Let $D^n$ denote the closed unit ball in $\Bbb R^n$. In multiple sources proving Brown's generalized Schoenflies theorem (including a version in the original paper), the following consequence of Brouwer's invariance of dimension is stated without proof.
If $f: D^n \rightarrow D^n$ with only one non-singleton inverse set $f^{-1}(y)$ disjoint from the boundary, then $y$ is in the interior of the image of $f$.
I am at a loss as to how to go from invariance of dimension to this.

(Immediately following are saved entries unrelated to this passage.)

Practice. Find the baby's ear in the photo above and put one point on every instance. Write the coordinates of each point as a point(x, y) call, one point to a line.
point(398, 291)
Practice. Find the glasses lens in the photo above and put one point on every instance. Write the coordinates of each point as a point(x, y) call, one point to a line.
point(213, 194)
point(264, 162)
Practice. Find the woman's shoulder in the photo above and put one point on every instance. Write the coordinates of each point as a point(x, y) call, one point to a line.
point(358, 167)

EDIT: I just went through the proof of generalized Schoenflies in Bing's book, and he doesn't makes use of this fact. I'm still interested how one proves this from invariance of dimension (or using similar homological techniques as such).

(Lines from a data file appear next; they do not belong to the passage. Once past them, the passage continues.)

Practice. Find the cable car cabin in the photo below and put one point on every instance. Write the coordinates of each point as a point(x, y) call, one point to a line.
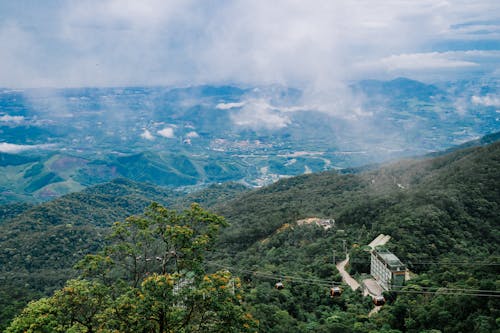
point(335, 291)
point(379, 300)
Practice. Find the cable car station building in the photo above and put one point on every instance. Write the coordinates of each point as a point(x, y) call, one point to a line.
point(387, 269)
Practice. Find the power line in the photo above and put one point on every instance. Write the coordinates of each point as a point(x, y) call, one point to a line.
point(326, 283)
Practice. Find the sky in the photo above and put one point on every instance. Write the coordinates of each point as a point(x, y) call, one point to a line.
point(317, 44)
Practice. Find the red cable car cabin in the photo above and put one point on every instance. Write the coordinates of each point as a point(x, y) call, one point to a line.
point(379, 300)
point(335, 291)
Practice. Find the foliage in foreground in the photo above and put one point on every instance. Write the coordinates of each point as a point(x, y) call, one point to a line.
point(150, 279)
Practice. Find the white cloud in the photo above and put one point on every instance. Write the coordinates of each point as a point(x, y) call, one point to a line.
point(259, 114)
point(488, 100)
point(147, 135)
point(11, 119)
point(15, 148)
point(227, 106)
point(192, 135)
point(167, 132)
point(307, 43)
point(416, 62)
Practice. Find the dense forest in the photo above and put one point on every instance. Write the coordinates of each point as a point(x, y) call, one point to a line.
point(442, 213)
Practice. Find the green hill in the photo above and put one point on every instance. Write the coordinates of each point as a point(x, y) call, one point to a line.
point(442, 213)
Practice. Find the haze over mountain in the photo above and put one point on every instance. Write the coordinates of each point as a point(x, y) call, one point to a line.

The invariance of domain theorem states that if $U$ is an open domain of $\mathbb R^n$ and $f:U\to\mathbb R^n$ is continuous and injective, then $f$ is open and in fact $f$ is an homeomorphism. See here.
Now we come to the question.
By continuity, $f^{-1}(y)$ is closed. Let $U=int(D^n)\setminus f^{-1}(y)$. $U$ is not empty otherwise $f(D^n)=y$ and therefore $f^{-1}(y)$ contains the boundary of $D^n$.
So $f(U)$ is open and homeomorphic to $U$. By definition, there is a sequence $u_n\in U$ so that $u_n\to f^{-1}(y)$. This provides a sequence $z_n=f(u_n)$ in the interior of the image of $f$ so that $z_n\to y$.
If $y$ is not an interior point, there is a second sequence of points $w_n\to y$ not in the image of $f$. Let $\gamma_n$ be an arc between $z_n$ and $w_n$ wich do not contains $y$. $f^{-1}(\gamma)$ must contain a point of $\partial D^n$. So we have that there is $x_n\in\partial D^n$ so that $f(x_n)\to y$. $x_n$ has an accumulation point $x\in\partial D^n$ and by continuity $f(x)=y$. Thus, if $y$ is not an interior point, then $f^{-1}(y)$ intersects the boundary.